We cannot support intrinsic evils (e.g., abortion, euthanasia, human cloning, and research on human embryos) or programs encouraging sinful acts (e.g., grave depravity – see CCC Article 8 “SIN,” 1846-1869, also, 1 Tim 1:9-10; 1 Cor 6:9-10).

We cannot vote for issues that deny the family and family rights (such as parental rights relating to their children’s lives, health, and education). Racism is contrary to Catholic teaching (CCC 1935) and must be opposed (e.g., critical race theory is inherently racist). Doing so endangers our own souls and can incur responsibility for those sins (CCC 1868).

As noted, not all issues are of equal importance. Intrinsic evils are non-negotiable and must not be supported. Negotiable policies deal with how issues such as job creation, welfare policies, education (e.g., school choice), and immigration might be implemented as opposed to the issues themselves.

Abortion is significantly more important than welfare issues. Pope St. John Paul II noted, “It is impossible to further the common good without acknowledging and defending the right to life, upon which all inalienable rights are founded and from which they develop.”

Our issues are the teachings of Jesus Christ and his Church. They are neither Republican nor Democrat, right or left; they are Catholic.

Here are some things to consider about candidates and parties when voting:

  • Support for intrinsic evils?
  • Support for religious freedom, school choice, free speech?
  • Record of truth and transparency?
  • Support for the fullness of human sexuality as taught by the Church?
  • Support for the sanctity of the family, the elderly, and marriage?
  • Personal responsibility?
  • Who takes you further from God?

Consider: “The refusal to take sides on great moral issues is itself a decision. It is a silent acquiescence to evil.” – Venerable Fulton Sheen

-Tom Klocek, Chesapeake


Remember the true treasures

In the Sept. 18 edition, there appeared an article entitled “Stewards of God: sharing our time, talents, treasures.” This is a well-written article about an exciting program. I hope that the “Corresponsables de Dios” or “Stewards of God” continues to grow and have an influence in our diocese.

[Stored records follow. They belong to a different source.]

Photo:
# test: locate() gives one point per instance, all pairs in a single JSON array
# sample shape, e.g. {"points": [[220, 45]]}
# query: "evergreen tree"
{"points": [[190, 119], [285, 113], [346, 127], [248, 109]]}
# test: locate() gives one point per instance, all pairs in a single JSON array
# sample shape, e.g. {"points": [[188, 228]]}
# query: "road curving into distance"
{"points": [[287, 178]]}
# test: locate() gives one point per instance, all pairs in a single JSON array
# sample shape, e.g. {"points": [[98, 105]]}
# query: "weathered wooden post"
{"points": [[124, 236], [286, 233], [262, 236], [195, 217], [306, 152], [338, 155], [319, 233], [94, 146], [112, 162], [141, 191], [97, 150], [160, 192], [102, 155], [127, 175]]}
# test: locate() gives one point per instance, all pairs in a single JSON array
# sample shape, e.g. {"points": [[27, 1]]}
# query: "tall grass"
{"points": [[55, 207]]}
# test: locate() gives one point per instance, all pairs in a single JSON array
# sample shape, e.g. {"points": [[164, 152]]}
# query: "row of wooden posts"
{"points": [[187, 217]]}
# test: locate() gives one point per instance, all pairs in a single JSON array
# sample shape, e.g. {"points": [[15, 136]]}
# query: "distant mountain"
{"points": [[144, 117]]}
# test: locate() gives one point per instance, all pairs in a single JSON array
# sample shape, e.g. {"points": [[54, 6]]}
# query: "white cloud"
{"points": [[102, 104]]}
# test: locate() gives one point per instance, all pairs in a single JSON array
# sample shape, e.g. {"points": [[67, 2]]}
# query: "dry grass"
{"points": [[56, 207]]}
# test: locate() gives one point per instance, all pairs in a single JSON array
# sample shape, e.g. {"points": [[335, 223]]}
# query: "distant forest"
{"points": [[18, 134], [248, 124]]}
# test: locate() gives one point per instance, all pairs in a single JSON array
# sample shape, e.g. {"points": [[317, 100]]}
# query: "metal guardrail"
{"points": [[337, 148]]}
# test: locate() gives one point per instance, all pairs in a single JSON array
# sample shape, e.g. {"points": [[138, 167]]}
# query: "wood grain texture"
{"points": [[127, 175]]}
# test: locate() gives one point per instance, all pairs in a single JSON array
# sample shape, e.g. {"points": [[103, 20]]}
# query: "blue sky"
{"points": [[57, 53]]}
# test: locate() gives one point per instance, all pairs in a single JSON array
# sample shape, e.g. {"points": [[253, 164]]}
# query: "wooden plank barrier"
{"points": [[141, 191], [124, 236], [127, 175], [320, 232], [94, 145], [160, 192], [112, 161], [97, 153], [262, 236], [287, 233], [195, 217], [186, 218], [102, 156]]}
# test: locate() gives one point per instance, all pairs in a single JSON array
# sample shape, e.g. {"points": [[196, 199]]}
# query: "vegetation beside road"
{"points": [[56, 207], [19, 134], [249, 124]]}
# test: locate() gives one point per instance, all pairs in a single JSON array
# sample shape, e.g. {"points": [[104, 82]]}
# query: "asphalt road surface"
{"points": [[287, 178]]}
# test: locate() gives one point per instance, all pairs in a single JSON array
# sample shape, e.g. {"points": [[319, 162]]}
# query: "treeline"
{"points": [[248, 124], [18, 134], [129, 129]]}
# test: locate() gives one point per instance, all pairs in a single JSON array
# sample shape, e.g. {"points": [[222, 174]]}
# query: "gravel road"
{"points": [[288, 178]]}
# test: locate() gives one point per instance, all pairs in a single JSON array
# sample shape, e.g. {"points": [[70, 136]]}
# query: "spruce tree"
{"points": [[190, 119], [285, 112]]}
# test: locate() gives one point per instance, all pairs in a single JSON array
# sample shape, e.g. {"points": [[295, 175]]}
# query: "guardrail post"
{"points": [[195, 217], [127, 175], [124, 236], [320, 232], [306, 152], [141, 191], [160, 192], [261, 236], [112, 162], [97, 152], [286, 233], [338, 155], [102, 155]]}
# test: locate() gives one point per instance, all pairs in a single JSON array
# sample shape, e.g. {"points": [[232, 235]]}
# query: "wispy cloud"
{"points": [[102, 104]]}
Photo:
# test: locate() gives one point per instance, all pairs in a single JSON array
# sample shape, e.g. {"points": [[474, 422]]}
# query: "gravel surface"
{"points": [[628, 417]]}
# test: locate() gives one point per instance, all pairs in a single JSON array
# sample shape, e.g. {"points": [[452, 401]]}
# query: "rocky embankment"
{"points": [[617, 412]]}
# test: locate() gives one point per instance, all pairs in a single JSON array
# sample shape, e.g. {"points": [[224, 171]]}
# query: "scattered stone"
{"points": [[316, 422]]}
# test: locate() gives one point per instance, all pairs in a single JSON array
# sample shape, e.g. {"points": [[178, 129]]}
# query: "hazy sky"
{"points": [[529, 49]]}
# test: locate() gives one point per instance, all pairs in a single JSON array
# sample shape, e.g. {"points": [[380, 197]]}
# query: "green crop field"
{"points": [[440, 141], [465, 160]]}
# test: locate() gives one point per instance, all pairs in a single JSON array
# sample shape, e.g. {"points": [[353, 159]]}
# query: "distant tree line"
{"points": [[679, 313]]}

My reason for writing is the use of the word “treasures” when the writer means money.  While some may see this as a clever use of alliteration, I think that we as Christians are taught not to view money as a treasure.

In his dream, St. Jerome is told that he is a Ciceronian and not a Christian because he valued his ability to write in Classical Latin over writing in a form of Latin that was understandable by ordinary Christians. He was told by a voice that “where your treasure is, there will your heart be also” (Lk 12:34). Waking up in a cold sweat, Jerome changed his writing style and translated the Bible in a style that all could understand.

In an old Roman story, two women are having a conversation. One woman is showing off her jewelry and gems. Seeing that her friend was not wearing jewelry, the first woman asked, “Where are your gems?”  The second woman gathered her children around her and said, “These are my gems.”

When asked, I do not think that any Christian would say that treasure is money, yet we see the triple alliteration “time, talents, and treasures” used often in church fundraising literature. Let’s not teach that “treasure” is money when our faith teaches us to detach from possessions.

Remember, “it is easier for a camel to go through the eye of a needle than for a rich man to enter the kingdom of God” (Mt 19:23-24). When the Church wants my money they should ask for money.